John Parker Hale (March 31, 1806 – November 19, 1873) was an American politician and lawyer from New Hampshire. He served in the United States House of Representatives from 1843 to 1845 and in the United States Senate from 1847 to 1853 and again from 1855 to 1865. He was one of the first senators to make a stand against slavery. Hale was a leading member of the Free Soil Party and was its presidential nominee in 1852.

Early years[edit]

Hale was born in Rochester, Strafford County, New Hampshire, the son of John Parker Hale and Lydia Clarkson O'Brien. He attended Phillips Exeter Academy and graduated in 1827 from Bowdoin College, where he was a classmate of Franklin Pierce and a prominent member of the Athenian Society, a literary club. He began his law studies in Rochester with Jeremiah H. Woodman, and continued them with Daniel M. Christie in Dover. He passed the bar examination in 1830, and practiced law in Dover.[1] He married Lucy Lambert, the daughter of William Thomas Lambert and Abigail Ricker.

John P. Hale, photograph by Mathew Brady

Start of political career[edit]

John P. Hale

In March 1832, Hale was elected to the New Hampshire House of Representatives as a Democrat. In 1834, President Andrew Jackson appointed him as U.S. District Attorney for New Hampshire. This appointment was renewed by President Martin Van Buren in 1838, but in 1841 Hale was removed on party grounds by President John Tyler, a Whig.[1]

Hale was elected as a Democrat to the Twenty-eighth Congress, serving from March 4, 1843 to March 3, 1845. There he spoke out against the gag rule intended to put a stop to anti-slavery petitions.[2]

Anti-slavery transition[edit]

Hale supported the Democratic candidates Polk and Dallas in the campaign of 1844, and was renominated for his Congressional seat without opposition. Before the Congressional election, Texas annexation was adopted by the Democratic Party as part of its platform. In December 1844 the New Hampshire Legislature passed resolutions instructing its Senators and Congressmen to favor Texas annexation. Instead, Hale made a public statement opposing annexation on anti-slavery grounds.

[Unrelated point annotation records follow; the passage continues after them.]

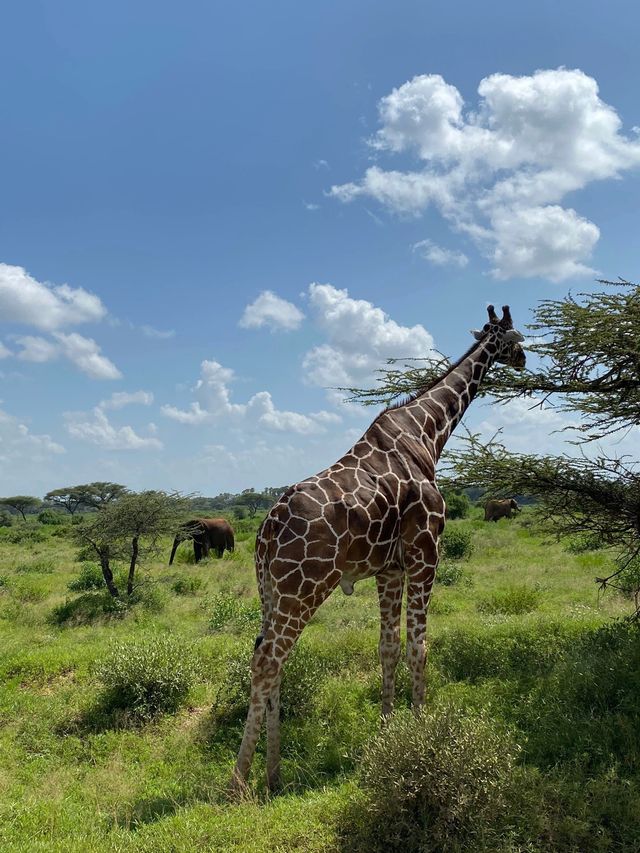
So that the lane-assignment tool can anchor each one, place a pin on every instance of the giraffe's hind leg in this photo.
(390, 587)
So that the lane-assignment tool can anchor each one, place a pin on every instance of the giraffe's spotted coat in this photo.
(375, 512)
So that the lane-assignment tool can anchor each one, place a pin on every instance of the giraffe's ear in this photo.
(513, 336)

The Democratic state convention was then reassembled in Concord under Pierce's leadership for the purpose of stripping Hale of his Congressional nomination. The reassembled convention branded him a traitor to the party, and in February 1845 his name was stricken from the Democratic ticket. In the subsequent election, Hale ran as an independent. Hale, the replacement Democratic candidate, and the Whig candidate failed to obtain a majority, so the district was unrepresented.[1][2]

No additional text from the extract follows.